UGA internship aims
to boost rural southwest
Georgia communities
Published 2:09 pm Friday, June 13, 2025
- UGA student Cassidy Head, left, and Archway Partnership operations coordinator Sharon Liggett, right, present Dori Griffin, director of nursing at Archbold Grady hospital in Cairo, with the Connected Resilient Communities designation for Grady County outside the Archbold Living-Cairo long-term care facility. The facility was among the health-related projects the county completed with assistance from UGA to earn its CRC award. (Photo by Baker Owens)
ATHENS – Cassidy Head has always wanted a career where she could help people, and she’s working toward that goal at the University of Georgia. After she graduates from UGA, Head wants to become a doctor and work in rural Georgia. Before she does that, however, she is helping rural communities overcome challenges. This is part of a new undergraduate internship program at UGA.
Through the Elizabeth V. Wight Southwest Georgia Internship, she is working with communities in the region to address their most pressing concerns. Concerns like health care and wellness, youth issues, downtown development, workforce and other quality of life concerns. Head, a third-year biological sciences student from Hawkinsville, began the internship last year as the inaugural recipient. The UGA Archway Partnership facilitates the internship.
Elizabeth “Lib” and Neal Quirk provided a generous donation to support the creation of the internship. It is named in honor of Lib’s mother. Wight was a UGA alumna and Grady County resident who cared deeply about her family, friends and community.
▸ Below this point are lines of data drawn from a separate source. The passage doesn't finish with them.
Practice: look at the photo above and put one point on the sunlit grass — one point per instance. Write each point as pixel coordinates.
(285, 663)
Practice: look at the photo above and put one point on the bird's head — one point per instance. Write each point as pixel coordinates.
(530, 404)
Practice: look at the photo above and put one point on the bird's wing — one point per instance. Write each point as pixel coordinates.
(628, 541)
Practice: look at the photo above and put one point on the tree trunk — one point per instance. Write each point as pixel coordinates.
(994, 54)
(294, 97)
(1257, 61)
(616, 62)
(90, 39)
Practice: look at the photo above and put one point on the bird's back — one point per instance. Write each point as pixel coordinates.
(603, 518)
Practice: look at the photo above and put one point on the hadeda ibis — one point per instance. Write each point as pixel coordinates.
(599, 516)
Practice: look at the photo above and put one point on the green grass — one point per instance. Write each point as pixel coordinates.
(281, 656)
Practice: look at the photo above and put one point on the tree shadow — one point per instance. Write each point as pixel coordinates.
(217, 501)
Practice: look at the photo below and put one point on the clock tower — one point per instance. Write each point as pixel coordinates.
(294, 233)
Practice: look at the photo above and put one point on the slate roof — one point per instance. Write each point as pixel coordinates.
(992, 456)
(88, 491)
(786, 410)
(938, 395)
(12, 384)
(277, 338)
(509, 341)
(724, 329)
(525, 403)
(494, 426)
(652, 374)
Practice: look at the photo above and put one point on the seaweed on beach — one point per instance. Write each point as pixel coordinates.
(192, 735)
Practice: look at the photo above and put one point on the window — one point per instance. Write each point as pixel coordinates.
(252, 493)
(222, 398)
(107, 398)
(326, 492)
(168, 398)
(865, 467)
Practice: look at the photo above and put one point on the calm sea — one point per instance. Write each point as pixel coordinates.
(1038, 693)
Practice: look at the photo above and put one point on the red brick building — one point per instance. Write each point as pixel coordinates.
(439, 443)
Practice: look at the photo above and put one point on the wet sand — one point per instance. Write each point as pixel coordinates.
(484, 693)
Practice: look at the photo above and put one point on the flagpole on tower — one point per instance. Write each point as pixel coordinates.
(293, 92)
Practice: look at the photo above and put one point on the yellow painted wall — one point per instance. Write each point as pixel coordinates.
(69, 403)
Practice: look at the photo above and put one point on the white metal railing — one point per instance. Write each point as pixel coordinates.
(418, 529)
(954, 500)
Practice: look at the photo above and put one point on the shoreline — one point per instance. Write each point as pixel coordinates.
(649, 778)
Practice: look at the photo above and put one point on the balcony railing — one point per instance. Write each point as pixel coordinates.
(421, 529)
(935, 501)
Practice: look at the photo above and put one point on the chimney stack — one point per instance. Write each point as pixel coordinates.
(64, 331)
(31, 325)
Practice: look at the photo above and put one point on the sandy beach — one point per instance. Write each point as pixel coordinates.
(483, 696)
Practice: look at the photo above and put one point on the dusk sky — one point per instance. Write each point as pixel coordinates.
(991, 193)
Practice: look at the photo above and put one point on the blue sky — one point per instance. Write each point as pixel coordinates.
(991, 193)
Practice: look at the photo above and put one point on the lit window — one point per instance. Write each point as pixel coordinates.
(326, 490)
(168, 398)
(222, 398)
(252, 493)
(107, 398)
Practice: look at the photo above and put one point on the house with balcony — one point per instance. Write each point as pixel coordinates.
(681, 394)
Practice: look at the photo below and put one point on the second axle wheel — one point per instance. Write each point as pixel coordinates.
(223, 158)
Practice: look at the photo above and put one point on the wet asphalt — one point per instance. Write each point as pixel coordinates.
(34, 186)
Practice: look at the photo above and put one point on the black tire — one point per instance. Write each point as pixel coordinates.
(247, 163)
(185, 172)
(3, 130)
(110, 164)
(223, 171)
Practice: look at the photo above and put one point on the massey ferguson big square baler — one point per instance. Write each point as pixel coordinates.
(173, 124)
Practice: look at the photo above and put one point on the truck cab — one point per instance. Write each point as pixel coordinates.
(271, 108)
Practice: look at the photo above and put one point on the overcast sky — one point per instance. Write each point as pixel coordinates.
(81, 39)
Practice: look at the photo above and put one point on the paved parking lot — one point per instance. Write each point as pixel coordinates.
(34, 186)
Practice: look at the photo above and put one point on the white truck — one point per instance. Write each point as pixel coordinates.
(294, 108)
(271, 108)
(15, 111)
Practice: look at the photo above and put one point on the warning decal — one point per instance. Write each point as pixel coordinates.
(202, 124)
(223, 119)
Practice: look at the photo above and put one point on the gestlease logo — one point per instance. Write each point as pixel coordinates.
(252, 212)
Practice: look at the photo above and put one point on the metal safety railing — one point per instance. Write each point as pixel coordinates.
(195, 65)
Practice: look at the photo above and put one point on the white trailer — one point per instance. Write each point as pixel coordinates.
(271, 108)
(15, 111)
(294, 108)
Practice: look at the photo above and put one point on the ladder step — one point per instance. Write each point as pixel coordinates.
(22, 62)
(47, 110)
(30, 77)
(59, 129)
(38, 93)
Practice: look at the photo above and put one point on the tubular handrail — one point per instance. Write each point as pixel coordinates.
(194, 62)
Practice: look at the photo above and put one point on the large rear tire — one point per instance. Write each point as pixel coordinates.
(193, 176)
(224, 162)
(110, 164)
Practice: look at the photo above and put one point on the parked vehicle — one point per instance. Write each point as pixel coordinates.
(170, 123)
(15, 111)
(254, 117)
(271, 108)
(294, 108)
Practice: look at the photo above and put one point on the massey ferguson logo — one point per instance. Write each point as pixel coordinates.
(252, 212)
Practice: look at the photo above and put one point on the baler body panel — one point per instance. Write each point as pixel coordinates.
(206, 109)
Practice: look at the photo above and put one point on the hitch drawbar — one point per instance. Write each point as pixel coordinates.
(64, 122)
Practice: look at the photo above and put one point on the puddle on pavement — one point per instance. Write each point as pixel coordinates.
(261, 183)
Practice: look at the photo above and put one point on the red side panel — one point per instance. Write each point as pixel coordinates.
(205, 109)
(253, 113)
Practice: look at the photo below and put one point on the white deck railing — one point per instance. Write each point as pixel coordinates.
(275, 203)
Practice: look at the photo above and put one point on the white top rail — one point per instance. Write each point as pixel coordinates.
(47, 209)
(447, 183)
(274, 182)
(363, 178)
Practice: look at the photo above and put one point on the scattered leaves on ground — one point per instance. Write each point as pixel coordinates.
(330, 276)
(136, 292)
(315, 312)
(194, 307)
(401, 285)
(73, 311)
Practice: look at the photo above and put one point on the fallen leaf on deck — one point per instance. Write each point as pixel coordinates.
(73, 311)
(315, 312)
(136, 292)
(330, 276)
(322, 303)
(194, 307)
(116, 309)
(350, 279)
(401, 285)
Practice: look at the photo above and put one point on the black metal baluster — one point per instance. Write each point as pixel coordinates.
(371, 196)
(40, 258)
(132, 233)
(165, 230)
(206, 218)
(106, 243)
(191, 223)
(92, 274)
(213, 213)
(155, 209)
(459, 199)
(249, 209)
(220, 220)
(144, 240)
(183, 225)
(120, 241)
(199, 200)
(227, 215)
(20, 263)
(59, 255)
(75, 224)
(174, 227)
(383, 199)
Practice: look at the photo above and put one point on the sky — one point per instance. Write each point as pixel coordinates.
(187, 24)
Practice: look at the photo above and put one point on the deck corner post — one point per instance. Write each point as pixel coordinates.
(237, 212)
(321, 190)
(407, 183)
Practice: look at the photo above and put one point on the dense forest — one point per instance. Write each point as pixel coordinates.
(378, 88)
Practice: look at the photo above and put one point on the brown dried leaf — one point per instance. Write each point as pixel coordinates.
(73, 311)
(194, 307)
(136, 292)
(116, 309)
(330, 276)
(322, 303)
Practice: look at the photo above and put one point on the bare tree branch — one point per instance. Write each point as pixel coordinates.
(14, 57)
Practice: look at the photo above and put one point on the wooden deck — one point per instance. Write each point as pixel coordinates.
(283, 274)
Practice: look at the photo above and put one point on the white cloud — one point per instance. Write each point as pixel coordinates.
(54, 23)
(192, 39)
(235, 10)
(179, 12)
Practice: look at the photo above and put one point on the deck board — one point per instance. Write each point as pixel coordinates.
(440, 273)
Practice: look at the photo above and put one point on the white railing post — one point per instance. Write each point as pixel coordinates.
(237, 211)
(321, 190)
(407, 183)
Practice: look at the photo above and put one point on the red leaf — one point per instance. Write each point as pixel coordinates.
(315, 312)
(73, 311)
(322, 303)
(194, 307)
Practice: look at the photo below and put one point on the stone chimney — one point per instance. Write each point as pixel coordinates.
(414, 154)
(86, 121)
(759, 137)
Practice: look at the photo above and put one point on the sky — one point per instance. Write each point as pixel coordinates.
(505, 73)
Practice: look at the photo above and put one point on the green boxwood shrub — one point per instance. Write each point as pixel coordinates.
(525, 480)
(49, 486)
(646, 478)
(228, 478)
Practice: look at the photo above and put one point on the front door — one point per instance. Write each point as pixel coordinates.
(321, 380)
“We’re so grateful to Lib and Neal for their generous donation to help UGA students build capacity for long-term connections with rural communities,” said Matt Bishop, interim vice president for Public Service and Outreach.
Since 2011, Grady County has completed over 150 projects in partnership with UGA. Lib Quirk said her mother was excited and proud when she learned about UGA’s presence in Grady County. She said, that working relationship helped spark the idea for the internship.
“We believed that bringing together southwest Georgia and the University of Georgia would be a wonderful way to honor my mom in a meaningful way and could potentially make a difference in someone’s life, or even many lives,” said Quirk.
As Archway celebrates its 20th anniversary this year, the Wight internship represents a new opportunity to address community-identified challenges. It will be from a more embedded perspective while also providing workforce experience for the intern. Wight interns will connect directly with community stakeholders, much like an Archway professional. They will work on specific projects that align with the community’s goals.
Head attended Archway Partnership executive committee meetings and met with community leaders and stakeholders. She gained insight into the issues they’re focused on and learned more about the Archway model. As a result, the collaborative team decided Head will focus her work on a project that helps recruit health care professionals for rural Georgia.
“Building rural communities in Georgia is important, and I’m really grateful for the opportunity to work in communities that are similar to where I grew up,” said Head. “I’m excited to combine my passion for public service and rural health care with helping communities in southwestern Georgia—and really, across the state—find solutions to some of the challenges they’re facing.”
Head spent last summer working on health care projects, in Cairo, to better understand the health care opportunities and challenges. That helped her design and plan a windshield tour of Georgia. It will serve as a pilot study for showcasing the rural health care landscape throughout the state. The goal of the tour is to provide students interested in rural health care with a sense of what working in a rural community would look like from a financial, social and medical facility standpoint.
“It’s just so important for students to have that community exposure to the key leaders and the key projects,” said Archway Partnership operations coordinator Sharon Liggett, who is overseeing Head’s work in the internship. “Cassidy is seeing that community development or community transformation doesn’t happen overnight. It really does take community investment and leadership to implement a project and see it through.”